3. Formas de controle de constitucionalidade exercidas pelo Poder Judiciário.

            Nosso sistema jurídico-legal prevê duas formas de controle de constitucionalidade a serem exercidas por parte do Poder Judiciário: a forma concentrada (por via direta) e a forma difusa (por via de exceção).

            O controle concentrado é exercido através das Ações Diretas de Inconstitucionalidade e das Ações Declaratórias de Constitucionalidade, sendo as normas analisadas em tese. Compete ao Supremo Tribunal Federal o julgamento de tais feitos propostos em face da Constituição Federal, e aos Tribunais de Justiça dos Estados o julgamento de demandas da mesma natureza propostas em face das Constituições dos Estados. Válido salientar que nosso sistema jurídico não prevê tais ações quando a constitucionalidade ou inconstitucionalidade a ser analisada seja de norma municipal em face da Constituição Federal, restando, nestes casos, apenas o controle de constitucionalidade difuso.

            A declaração de inconstitucionalidade pela via direta, somente feita pela maioria absoluta dos membros componentes do órgão julgador, fulmina a norma do ordenamento jurídico desde a sua promulgação, sendo oponível erga omnes. Válido salientar que poucos são os que detêm legitimidade ativa para propor tais ações.

            Por outro lado, o controle de constitucionalidade difuso pode ser exercido por qualquer interessado, em qualquer litígio judicial, seja de que natureza for, seja qual for o juízo, bastando argüir-se o vício da inconstitucionalidade diante do caso concreto, como um dos fundamentos da demanda.
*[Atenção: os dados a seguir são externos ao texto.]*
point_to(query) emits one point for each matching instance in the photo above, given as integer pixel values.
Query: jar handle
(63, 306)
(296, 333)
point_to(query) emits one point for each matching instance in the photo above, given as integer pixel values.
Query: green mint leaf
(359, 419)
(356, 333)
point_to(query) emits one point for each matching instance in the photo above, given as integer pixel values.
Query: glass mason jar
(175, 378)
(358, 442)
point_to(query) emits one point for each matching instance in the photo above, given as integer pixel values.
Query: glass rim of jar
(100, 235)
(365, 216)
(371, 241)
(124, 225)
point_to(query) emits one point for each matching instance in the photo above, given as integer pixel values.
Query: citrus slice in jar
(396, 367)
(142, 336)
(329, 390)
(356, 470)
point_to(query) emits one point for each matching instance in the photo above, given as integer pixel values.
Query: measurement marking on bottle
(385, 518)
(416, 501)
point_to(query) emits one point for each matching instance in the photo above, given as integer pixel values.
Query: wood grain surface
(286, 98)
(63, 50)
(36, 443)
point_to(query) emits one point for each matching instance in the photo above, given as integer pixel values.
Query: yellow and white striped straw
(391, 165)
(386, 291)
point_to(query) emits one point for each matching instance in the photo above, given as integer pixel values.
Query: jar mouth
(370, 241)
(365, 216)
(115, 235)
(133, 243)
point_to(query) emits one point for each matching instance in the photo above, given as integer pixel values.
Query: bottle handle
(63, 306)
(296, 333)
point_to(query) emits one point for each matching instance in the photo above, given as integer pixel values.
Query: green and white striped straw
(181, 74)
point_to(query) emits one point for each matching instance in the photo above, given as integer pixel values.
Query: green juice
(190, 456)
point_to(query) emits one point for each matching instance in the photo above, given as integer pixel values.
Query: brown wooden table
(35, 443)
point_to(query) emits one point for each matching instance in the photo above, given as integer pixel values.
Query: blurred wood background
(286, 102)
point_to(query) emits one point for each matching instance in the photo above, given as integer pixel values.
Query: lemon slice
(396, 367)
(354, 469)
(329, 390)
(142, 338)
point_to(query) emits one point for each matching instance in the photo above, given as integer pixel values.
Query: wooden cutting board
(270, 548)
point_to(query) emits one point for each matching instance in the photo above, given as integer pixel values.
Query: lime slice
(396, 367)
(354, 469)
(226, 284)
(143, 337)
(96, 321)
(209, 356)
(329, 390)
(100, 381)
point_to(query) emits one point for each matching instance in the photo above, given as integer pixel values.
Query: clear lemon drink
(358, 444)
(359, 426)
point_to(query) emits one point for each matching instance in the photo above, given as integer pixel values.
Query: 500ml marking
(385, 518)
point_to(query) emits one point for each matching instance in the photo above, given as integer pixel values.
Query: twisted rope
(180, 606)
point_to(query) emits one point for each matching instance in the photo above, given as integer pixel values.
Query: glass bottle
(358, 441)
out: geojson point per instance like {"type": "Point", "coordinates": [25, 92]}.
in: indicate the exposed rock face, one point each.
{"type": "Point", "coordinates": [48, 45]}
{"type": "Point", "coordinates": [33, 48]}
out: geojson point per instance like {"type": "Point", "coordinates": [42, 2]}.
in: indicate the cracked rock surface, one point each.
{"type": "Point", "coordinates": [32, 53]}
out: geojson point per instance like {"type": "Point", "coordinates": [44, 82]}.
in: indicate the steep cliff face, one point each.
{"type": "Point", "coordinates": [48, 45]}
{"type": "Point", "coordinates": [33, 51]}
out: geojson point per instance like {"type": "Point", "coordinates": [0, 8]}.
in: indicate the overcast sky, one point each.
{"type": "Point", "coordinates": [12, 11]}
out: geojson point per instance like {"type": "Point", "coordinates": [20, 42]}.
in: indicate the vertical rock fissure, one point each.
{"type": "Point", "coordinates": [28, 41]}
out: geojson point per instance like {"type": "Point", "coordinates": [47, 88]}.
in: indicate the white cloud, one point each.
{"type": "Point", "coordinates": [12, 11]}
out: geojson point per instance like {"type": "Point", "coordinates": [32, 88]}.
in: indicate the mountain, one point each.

Convencendo-se da inconstitucionalidade da norma, a autoridade julgadora do feito negará a aplicação da norma atacada diante daquele específico caso concreto.

            Negar a aplicação de norma inconstitucional diante do caso concreto, ademais, não se trata de mera faculdade dos magistrados, mas de verdadeiro dever destes no exercício da função de guardiões da Constituição, a qual lhes é conferida pela própria carta magna. O não-exercício de tal dever equivale a admitir-se que normas inferiores possam desafiar o poder da norma suprema do Estado brasileiro, bem como à negativa da soberania estatal e da existência do próprio Poder Judiciário, uma vez que o poder de dizer o direito a ser aplicado no caso concreto é a mais fina forma de se exercer a soberania.

            Dentro desta linha de raciocínio, a Lei de Organização Judiciária do Estado do Rio Grande do Norte assim dispôs:

            Art. 3oOs juízes devem negar aplicação, nos casos concretos, às leis que entenderem manifestamente inconstitucionais, sendo, entretanto, da competência privativa do Plenário do Tribunal de Justiça, pela maioria absoluta dos seus membros, a declaração de inconstitucionalidade de lei ou ato normativo do Poder Público estadual ou municipal em face da Constituição do Estado – grifei.

            Válido salientar que, de acordo com o disposto no art. 481, Parágrafo Único, do Código de Processo Civil, com redação dada pela Lei n° 9.756/98, não há a necessidade, no controle de constitucionalidade difuso, dos órgãos fracionários dos tribunais submeterem ao plenário a argüição de inconstitucionalidade quando já houver pronunciamento do próprio Tribunal ou do Supremo Tribunal Federal a respeito da matéria.


4. Conclusão.

            Diante dos princípios constitucionais que regem a ordem econômica nacional, notadamente a liberdade de iniciativa, a livre concorrência e a proteção ao consumidor, bem como a determinação (também constitucional) de repressão ao poder econômico que vise a dominação do mercado, a eliminação da concorrência e o aumento arbitrário dos lucros, é inconcebível que uma norma legal delimite áreas para a instalação de estabelecimentos de determinado seguimento comercial, em detrimento de demais estabelecimentos do mesmo ramo a serem posteriormente instalados.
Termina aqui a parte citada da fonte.